Well, this is all a little circular, is it not? But it comes as no surprise, then, that TERFs are described as ‘a hate group that by no means characterises mainstream feminism.’ Summarised, the entry says ‘TERFs hates trans’ without any assessment of what that means, nor whether what seems like hatred might in fact be a legitimate concern expressed with restraint. (See for example, this brilliant article by Elinor Burkett. Is this obviously hate speech in any meaningful sense or consequence, other than the fact that it represents the expression of a possible fly in the ointment of the doubtless tiny, but extremely vociferous trans lobby getting everything it wants – ie complete acceptance of transwomen as no less women than – well, I suppose we must call them – birth women? But Burkett is presumably already on some hit-list of TERFs and ready to be no-platformed at a moment’s notice. I’m guessing the invitations must be being prepared about now.)

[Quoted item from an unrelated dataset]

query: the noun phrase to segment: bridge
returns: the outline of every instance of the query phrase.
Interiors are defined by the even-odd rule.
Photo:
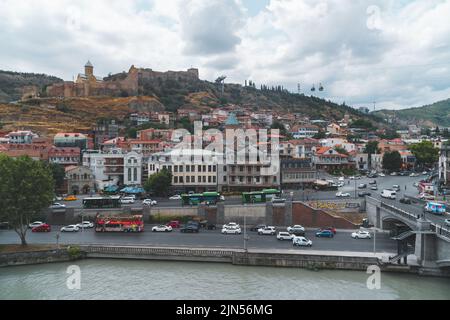
[[[366,197],[366,211],[370,223],[376,228],[391,230],[398,241],[398,255],[391,263],[406,259],[409,254],[417,258],[424,273],[450,273],[450,230],[432,222],[422,212],[408,212],[374,197]]]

It is an intriguing, and somewhat depressing hallmark of new activism deliberately to misinterpret dissent or the expression of an alternative opinion as ‘hatred’ or ‘silencing’. This is the enemy of rational debate, and the consequence is that conclusions are reached which have not been properly subjected to the scrutiny of critical thinkers, and they consequently appear bonkers. And in some cases, are.

The only part of this introductory paragraph with any apparent objective information content appears to be ‘by no means characterises mainstream feminism’ which raises far more questions than it could ever hope to answer. How is mainstream feminism to be quantified? Will it be defined to exclude TERFs (in which case the authors would fall foul of the ‘No True Scotsman’ logical fallacy to which their article links: real women™) If it is not to be so defined, then how will it be determined which members of so-called mainstream feminism actually believe that the only true women are vagex and which do not? More boldly, how can it be a plausible characteristic of mainstream feminism (which must include many who are very far from radical in any real sense – those who, for example, merely want equal access and pay in the work place) to support the rights of men effectively to barge in on their gender?

Stout Cortes might have been well advised to turn his back on the Pacific and bloody hotfoot it out of Darien.